What is the relevance of sections 17(1), 17(2), and 17(3) reflected in Form 16?

The various components of salary are bifurcated in form 16 under sections 17(1), 17(2), and 17(3). Section 17(1) contains components such as basic salary, house rent allowance, dearness allowance, leave travel allowance, etc. Section 17(2) provides for the perquisites payable to the employee such as rent-free accommodation. Further, Section 17(3) covers bonuses, commissions, etc. The employer issues Form 16 on or before the 31st May of the next year. The Form-16 is an important document which is helpful in preparing and filing your income tax return.

What are allowances?

For the purpose of the income tax act, allowances can be classified into taxable, fully exempt, and partially exempt allowances. Allowances are provided by the employer as a benefit to the employee as a result of their position. This is provided over and above the salary of the employee. These allowances can be taxable or non-taxable depending on the nature of the benefit provided.

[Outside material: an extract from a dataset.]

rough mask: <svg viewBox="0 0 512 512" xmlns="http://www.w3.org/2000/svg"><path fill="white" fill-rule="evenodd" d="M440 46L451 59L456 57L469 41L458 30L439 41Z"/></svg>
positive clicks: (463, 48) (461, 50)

Are arrears of salary taxable?

The arrears of salary are taxable in the hands of the employee. However, the employee can claim relief under section 89 to claim the benefit of lower tax for that particular year.

What is the taxability of leave encashment?

Leave encashment, when received by the employee during service is taxable. It is exempt in the hands of a government employee received at the time of retirement. In the case of a non-government employee, it is taxable as per the limits prescribed in the income tax act.